What is the result of $0^a $?

Question

Possible Duplicate:
Zero to zero power

Suppose that $0^n$ where $n$ is any natural number (or non-negative real number.). What would be the result of this calculation? Also, what would $0^0$ be calculated as?

Answer 1

As you may already know: $\alpha ^ {m - n} = \dfrac{\alpha^m}{\alpha^n}, \mbox{ for } m > n$.

We then use that identity, and try to generalize it into cases where $m = n$, and $m < n$. So, for $m = n$, we have:

$\alpha^0 = \alpha ^ {m - m} = \dfrac{\alpha^m}{\alpha^m} = 1$

The identity above is true iff the denominator is not 0, or in other words $\alpha ^ m \neq 0$, or $\alpha \neq 0$.
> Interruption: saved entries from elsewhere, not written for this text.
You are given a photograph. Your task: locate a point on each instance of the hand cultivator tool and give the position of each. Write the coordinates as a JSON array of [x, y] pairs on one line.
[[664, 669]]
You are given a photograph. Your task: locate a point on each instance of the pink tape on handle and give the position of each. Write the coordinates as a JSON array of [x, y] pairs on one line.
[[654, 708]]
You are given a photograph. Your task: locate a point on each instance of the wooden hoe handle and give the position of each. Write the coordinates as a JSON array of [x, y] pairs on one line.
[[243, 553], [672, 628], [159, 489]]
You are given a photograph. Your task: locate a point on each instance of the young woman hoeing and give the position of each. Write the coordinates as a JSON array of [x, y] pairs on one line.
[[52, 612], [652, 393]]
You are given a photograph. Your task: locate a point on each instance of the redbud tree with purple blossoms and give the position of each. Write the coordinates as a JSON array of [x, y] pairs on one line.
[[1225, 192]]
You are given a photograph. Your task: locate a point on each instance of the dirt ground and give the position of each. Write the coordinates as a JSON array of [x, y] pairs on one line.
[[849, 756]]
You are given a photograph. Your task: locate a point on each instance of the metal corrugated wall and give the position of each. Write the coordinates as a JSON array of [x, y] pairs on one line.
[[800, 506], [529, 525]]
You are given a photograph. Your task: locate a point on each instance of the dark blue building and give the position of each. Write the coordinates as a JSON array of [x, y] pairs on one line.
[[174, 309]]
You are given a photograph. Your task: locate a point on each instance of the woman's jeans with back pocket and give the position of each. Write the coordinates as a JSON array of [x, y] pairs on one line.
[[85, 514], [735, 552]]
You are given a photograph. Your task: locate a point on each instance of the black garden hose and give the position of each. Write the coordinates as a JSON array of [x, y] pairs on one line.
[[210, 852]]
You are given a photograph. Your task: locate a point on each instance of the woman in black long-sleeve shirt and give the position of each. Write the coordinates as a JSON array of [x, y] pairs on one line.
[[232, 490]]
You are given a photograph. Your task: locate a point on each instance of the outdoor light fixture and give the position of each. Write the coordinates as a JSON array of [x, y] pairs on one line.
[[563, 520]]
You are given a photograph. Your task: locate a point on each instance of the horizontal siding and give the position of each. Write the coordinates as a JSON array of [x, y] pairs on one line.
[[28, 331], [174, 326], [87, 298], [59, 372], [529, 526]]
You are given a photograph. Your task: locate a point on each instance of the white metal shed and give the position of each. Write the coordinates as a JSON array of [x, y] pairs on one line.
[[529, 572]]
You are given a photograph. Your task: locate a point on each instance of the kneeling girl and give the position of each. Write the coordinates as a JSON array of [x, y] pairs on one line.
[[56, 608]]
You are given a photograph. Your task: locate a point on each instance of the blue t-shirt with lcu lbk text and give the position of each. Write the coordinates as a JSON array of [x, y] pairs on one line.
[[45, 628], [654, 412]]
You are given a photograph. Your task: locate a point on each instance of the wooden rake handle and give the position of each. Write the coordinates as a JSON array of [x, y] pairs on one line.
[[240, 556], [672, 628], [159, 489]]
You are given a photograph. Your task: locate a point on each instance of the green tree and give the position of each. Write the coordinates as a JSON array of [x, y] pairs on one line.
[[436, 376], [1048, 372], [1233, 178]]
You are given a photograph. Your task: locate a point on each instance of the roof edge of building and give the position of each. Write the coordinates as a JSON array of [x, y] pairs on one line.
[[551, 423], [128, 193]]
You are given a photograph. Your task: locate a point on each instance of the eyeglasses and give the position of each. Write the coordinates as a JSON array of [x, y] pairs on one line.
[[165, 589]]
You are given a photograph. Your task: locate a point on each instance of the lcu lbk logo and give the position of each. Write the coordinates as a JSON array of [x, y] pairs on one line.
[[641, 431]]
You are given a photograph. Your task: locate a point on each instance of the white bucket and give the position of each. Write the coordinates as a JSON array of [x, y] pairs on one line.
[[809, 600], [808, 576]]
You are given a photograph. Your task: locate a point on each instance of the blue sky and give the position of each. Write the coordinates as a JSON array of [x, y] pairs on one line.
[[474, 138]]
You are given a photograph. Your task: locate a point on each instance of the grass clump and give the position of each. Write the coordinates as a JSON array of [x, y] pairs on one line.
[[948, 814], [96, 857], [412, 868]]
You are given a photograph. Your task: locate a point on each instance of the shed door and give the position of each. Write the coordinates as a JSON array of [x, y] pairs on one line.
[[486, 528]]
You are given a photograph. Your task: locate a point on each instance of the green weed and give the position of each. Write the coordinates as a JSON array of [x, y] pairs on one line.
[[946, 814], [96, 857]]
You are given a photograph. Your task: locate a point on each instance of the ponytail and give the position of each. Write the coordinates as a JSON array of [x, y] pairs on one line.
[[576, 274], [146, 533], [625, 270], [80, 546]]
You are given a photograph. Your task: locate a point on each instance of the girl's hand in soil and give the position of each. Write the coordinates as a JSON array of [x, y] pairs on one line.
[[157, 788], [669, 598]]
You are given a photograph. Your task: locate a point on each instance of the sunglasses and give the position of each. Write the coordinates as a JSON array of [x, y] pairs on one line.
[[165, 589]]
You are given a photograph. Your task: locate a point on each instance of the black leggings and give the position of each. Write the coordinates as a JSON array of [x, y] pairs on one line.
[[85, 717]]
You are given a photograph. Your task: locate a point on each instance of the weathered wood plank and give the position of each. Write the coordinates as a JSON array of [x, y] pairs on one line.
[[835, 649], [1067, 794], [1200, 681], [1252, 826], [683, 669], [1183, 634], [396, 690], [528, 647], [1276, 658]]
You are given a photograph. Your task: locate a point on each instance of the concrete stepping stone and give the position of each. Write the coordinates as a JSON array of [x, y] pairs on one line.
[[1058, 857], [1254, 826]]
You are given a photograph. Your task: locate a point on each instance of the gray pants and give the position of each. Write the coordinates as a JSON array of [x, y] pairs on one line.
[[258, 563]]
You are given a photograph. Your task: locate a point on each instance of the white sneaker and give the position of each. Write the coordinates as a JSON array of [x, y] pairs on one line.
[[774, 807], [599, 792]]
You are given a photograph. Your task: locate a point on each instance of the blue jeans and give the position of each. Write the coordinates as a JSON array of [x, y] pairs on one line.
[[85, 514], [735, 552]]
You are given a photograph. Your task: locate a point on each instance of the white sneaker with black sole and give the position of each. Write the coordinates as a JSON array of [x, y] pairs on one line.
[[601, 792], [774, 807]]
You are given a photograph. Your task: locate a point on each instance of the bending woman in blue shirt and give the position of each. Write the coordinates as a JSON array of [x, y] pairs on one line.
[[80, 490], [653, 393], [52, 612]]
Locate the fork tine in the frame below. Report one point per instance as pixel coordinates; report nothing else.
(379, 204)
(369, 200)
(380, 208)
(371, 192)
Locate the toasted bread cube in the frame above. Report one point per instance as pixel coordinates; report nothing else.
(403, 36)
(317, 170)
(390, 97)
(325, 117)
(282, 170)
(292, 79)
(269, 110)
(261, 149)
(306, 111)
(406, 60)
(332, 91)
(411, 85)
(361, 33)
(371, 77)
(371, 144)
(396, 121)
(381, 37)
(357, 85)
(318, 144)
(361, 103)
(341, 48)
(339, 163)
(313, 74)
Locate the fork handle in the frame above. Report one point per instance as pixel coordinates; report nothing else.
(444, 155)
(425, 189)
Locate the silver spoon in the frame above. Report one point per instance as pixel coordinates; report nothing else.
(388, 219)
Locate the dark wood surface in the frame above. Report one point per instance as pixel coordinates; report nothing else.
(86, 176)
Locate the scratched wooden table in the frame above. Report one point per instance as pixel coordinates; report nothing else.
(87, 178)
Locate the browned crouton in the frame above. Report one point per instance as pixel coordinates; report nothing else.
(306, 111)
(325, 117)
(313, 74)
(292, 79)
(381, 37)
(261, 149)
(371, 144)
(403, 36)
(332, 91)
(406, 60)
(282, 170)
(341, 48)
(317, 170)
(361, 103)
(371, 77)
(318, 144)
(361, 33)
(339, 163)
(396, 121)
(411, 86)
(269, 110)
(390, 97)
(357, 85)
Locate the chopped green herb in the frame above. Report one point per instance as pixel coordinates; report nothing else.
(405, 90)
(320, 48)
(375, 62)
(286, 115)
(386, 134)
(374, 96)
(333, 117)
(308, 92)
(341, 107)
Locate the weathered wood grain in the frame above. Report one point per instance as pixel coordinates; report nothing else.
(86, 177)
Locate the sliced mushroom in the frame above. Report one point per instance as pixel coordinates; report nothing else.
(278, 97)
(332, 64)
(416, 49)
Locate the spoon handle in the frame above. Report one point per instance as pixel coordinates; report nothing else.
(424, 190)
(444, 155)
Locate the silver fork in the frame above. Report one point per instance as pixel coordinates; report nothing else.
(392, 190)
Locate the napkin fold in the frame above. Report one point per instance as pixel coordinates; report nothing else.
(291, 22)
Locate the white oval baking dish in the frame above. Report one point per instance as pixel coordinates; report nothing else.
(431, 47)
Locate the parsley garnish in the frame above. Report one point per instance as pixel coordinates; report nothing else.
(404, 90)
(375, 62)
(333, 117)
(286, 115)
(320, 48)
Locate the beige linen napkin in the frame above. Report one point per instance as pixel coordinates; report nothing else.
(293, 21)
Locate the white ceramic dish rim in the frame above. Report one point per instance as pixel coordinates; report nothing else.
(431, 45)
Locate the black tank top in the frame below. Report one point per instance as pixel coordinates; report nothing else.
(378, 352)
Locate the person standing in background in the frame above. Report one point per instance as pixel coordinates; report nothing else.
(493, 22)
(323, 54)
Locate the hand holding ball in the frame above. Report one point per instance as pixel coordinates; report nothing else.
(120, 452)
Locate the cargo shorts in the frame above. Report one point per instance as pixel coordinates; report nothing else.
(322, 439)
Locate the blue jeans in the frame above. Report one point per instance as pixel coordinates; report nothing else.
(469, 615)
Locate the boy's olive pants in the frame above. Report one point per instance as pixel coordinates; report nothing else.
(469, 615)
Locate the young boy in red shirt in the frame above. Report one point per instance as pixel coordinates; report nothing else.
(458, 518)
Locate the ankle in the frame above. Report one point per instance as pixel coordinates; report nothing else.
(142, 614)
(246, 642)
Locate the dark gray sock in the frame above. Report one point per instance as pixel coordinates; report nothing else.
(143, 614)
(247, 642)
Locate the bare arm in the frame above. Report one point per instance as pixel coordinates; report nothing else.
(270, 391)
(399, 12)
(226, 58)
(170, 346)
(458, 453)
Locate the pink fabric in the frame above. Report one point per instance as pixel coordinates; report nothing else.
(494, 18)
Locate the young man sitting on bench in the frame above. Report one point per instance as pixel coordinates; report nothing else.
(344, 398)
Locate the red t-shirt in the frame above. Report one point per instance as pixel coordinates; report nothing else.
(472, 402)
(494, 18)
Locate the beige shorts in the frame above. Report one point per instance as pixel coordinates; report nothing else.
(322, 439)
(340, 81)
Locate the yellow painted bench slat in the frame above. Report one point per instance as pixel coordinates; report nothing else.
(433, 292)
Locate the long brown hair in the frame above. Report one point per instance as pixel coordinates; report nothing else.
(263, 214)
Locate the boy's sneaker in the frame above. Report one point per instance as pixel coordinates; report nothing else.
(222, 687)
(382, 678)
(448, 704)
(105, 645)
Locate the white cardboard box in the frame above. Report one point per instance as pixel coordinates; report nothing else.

So $\alpha ^ 0 = 1, \forall \alpha \neq 0$; and $0 ^ 0$ is undefined.

---

For negative powers, we have:

$\alpha^{-n} = \alpha^{0 - n} = \dfrac{\alpha^0}{\alpha^n} = \dfrac{1}{\alpha^n}$

This is again, valid iff the denominator is not 0, hence $\alpha \neq 0$. So,

$\alpha^{-n} = \dfrac{1}{\alpha^n}, \forall \alpha \neq 0$.

---

In conclusion, we have:

• For $n > 0$, $0^n = \underbrace{0.0.0....0}{n \mbox{ times}} = 0$.
• For $n \le 0$, $0^n$ is undefined.

---

You can also think about this as:

• $\alpha^0 = 1, \forall \alpha \neq 0$.
• $0^n = 0, \forall n > 0$.

So what's $0^0$, is it 1 (as in the first case, since it has the form $\alpha^0$), or is it 0 (as in the second case)? So it's undefined. Of course, this is not very rigorous.